Background: Elevation of systemic oxygen delivery and consumption has been associated with an improved outcome in critically ill patients. We conducted a randomized trial to determine whether boosting oxygen delivery by infusing the inotropic agent dobutamine would improve the outcome in a diverse group of such patients.
Methods: On the basis of previously published recommendations, we established the following goals: a cardiac index above 4.5 liters per minute per square meter of body-surface area, oxygen delivery above 600 ml per minute per square meter, and oxygen consumption above 170 ml per minute per square meter. If these goals were not achieved with volume expansion alone, patients were randomly assigned to a treatment or control group. The treatment group received intravenous dobutamine (5 to 200 micrograms per kilogram of body weight per minute) until all three goals had been achieved. Dobutamine was administered to the control group only if the cardiac index was below 2.8 liters per minute per square meter.

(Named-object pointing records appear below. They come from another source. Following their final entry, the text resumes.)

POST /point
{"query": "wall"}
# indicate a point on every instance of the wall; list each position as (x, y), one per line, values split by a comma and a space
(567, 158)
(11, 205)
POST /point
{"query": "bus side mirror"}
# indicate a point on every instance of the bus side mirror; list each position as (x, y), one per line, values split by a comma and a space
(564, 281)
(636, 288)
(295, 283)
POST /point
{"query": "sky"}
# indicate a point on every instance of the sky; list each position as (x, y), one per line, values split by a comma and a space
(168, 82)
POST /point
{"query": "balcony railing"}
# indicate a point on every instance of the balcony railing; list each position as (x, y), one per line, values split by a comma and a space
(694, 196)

Results: A total of 109 patients were studied. In nine patients the therapeutic goals were achieved with volume expansion alone; all nine patients survived to leave the hospital. Fifty patients were randomly assigned to the treatment group, and 50 to the control group. During treatment, there were no differences between the two groups in mean arterial pressure or oxygen consumption, despite a significantly higher cardiac index and level of oxygen delivery in the treatment group (P < 0.05). Although the predicted risk of death during hospitalization was 34 percent for both groups, the in-hospital mortality was lower in the control group (34 percent) than in the treatment group (54 percent) (P = 0.04; 95 percent confidence interval, 0.9 to 39.1 percent).
Conclusions: The use of dobutamine to boost the cardiac index and systemic oxygen delivery failed to improve the outcome in this heterogeneous group of critically ill patients. Contrary to what might have been expected, our results suggest that in some cases aggressive efforts to increase oxygen consumption may have been detrimental.